Opinion
Case No. 20050128-CA.
Filed April 14, 2005. (Not For Official Publication).
Appeal from the Third District, Silver Summit Department, The Honorable Deno Himonas, Judge.
Mark L. Shurtleff and J. Frederic Voros Jr., Salt Lake City, for Appellant.
James C. Bradshaw, Mark R. Moffat and Ann Marie Taliaferro, Salt Lake City, for Appellee.
Before Judges Davis, Jackson, and Thorne.
MEMORANDUM DECISION
This case is before the court on defendant Maria A. Tiscareno's motion for summary disposition. The district court entered a Memorandum Decision and Order dated January 27, 2004 (the January 27, 2004 Order). Tiscareno argues that the January 27, 2004 Order granted a new trial pursuant to rule 24 of the Utah Rules of Criminal Procedure. The State argues that the January 27, 2004 Order was an "arrest of judgment" pursuant to rule 23 of the Utah Rules of Criminal Procedure.
Utah Code section 77-18a-1(2) describes the orders and judgments from which the prosecution may appeal. See Utah Code Ann. § 77-18a-1(2) (Supp. 2004). While an order granting a motion to arrest judgment is appealable, a decision to grant a motion for new trial is not. See id.; see also State v. Owens, 753 P.2d 976 (Utah Ct.App. 1988). "Section 77-18a-1(2) is restrictive rather than permissive and, thus, the State has no right to appeal except as expressly provided therein." State v. Stirba, 972 P.2d 918, 920 n. 1 (Utah Ct.App. 1998).
The State argues that the district court did not have jurisdiction to grant a new trial because a sentence had not yet been issued. This court specifically rejected this argument inOwens. See Owens, 753 P.2d at 978.

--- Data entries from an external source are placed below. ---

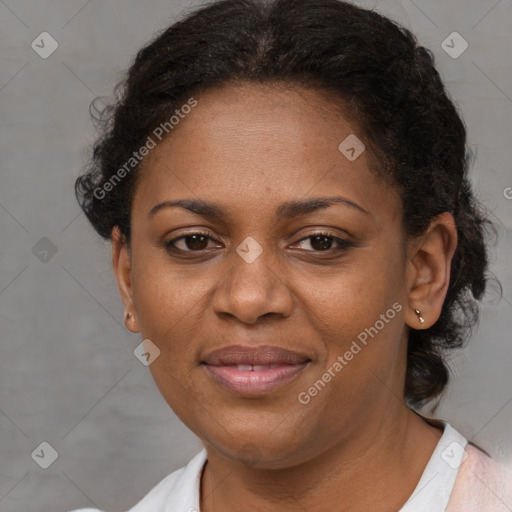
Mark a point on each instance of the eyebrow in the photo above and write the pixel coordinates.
(286, 210)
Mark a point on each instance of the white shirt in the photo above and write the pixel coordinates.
(457, 478)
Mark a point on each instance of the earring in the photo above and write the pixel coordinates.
(420, 318)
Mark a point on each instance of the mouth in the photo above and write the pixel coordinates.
(253, 371)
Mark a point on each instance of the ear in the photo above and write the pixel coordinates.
(122, 264)
(428, 271)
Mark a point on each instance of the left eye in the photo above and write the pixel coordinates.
(323, 242)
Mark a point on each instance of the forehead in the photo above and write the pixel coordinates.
(259, 143)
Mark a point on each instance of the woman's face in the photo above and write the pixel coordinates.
(261, 279)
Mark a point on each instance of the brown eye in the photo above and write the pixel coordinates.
(190, 242)
(323, 242)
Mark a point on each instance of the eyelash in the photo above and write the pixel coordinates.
(343, 244)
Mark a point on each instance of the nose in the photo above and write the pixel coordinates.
(253, 289)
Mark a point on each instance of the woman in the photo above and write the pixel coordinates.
(295, 237)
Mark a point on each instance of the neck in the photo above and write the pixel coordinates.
(387, 457)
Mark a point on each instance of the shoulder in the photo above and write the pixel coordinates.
(181, 488)
(482, 484)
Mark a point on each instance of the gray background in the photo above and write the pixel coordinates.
(68, 375)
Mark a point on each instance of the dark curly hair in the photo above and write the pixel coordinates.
(385, 82)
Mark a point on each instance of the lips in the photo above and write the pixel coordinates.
(263, 355)
(254, 370)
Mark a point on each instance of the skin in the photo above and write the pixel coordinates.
(249, 148)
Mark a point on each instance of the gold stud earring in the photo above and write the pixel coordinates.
(420, 318)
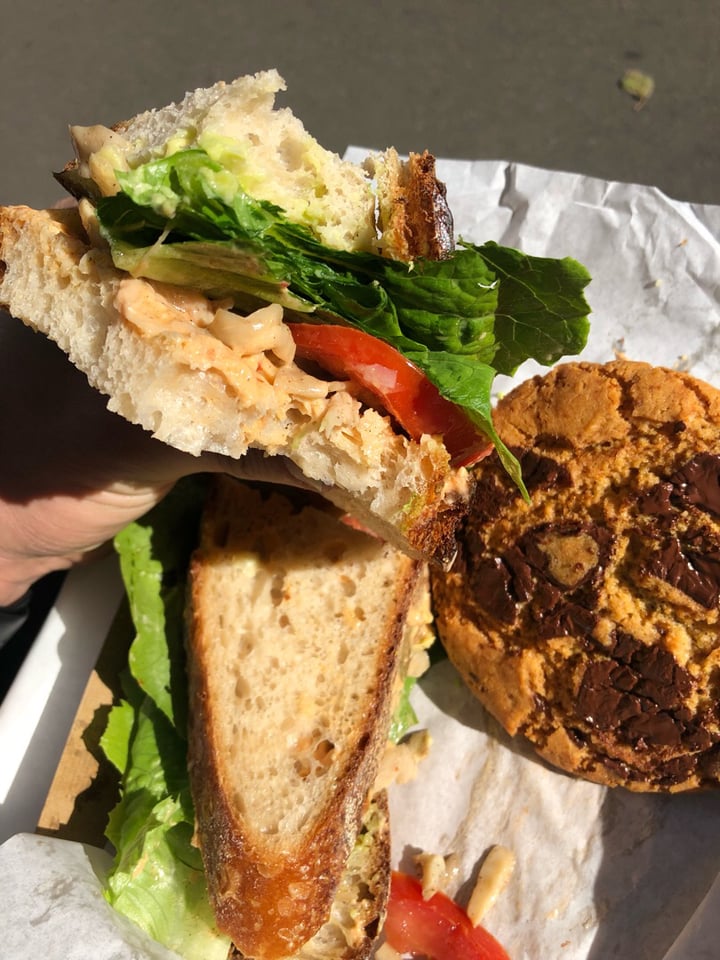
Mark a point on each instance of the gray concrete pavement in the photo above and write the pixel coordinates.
(522, 80)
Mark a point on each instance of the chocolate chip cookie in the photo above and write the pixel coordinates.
(588, 619)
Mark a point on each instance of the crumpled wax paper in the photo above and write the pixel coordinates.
(599, 873)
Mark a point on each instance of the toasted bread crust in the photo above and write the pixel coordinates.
(271, 893)
(414, 217)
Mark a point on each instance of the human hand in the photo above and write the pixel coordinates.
(73, 473)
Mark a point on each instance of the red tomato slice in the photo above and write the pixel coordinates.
(402, 388)
(436, 928)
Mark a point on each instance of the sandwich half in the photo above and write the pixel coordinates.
(301, 631)
(229, 284)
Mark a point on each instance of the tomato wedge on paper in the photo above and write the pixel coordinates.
(401, 387)
(436, 928)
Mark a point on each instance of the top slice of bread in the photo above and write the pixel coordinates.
(190, 389)
(294, 642)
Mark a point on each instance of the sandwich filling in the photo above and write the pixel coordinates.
(232, 197)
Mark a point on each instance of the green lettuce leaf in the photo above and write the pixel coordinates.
(185, 219)
(157, 878)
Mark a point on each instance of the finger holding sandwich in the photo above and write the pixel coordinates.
(212, 236)
(251, 300)
(75, 473)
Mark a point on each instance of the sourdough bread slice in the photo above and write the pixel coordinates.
(160, 355)
(294, 641)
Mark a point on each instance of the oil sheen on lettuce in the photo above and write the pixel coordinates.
(157, 878)
(185, 219)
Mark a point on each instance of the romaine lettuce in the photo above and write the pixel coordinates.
(157, 878)
(185, 219)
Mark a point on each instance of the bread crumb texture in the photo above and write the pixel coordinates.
(589, 619)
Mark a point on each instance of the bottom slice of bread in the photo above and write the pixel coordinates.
(294, 643)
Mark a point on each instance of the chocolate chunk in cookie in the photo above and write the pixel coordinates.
(588, 620)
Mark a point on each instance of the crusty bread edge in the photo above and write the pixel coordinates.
(431, 499)
(228, 850)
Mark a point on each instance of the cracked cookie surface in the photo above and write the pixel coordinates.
(589, 619)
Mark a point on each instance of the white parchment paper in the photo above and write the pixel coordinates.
(599, 874)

The State also argues that the district court in reality granted an arrest of judgment. This argument is belied by the January 27, 2004 Order, which specifically granted a new trial pursuant to rule 24 of the Utah Rules of Criminal Procedure and set a pretrial conference to discuss new trial dates. The district court found that trial counsel performed ineffectively when counsel failed to object to certain jury instructions and that a new trial was required as a result. The district court granted a new trial to correct an error made in the district court. See Utah R. Crim. P. 24(a) ("The court may, upon motion of a party or upon its own initiative, grant a new trial in the interest of justice if there is any error or impropriety which had a substantial adverse effect upon the rights of a party.").
Therefore, we hold that the January 27, 2004 Order granted a new trial pursuant to rule 24 of the Utah Rules of Criminal Procedure and was not appealable by the State. Accordingly, this appeal is dismissed.
James Z. Davis, Judge, Norman H. Jackson, Judge, William A. Thorne Jr., Judge.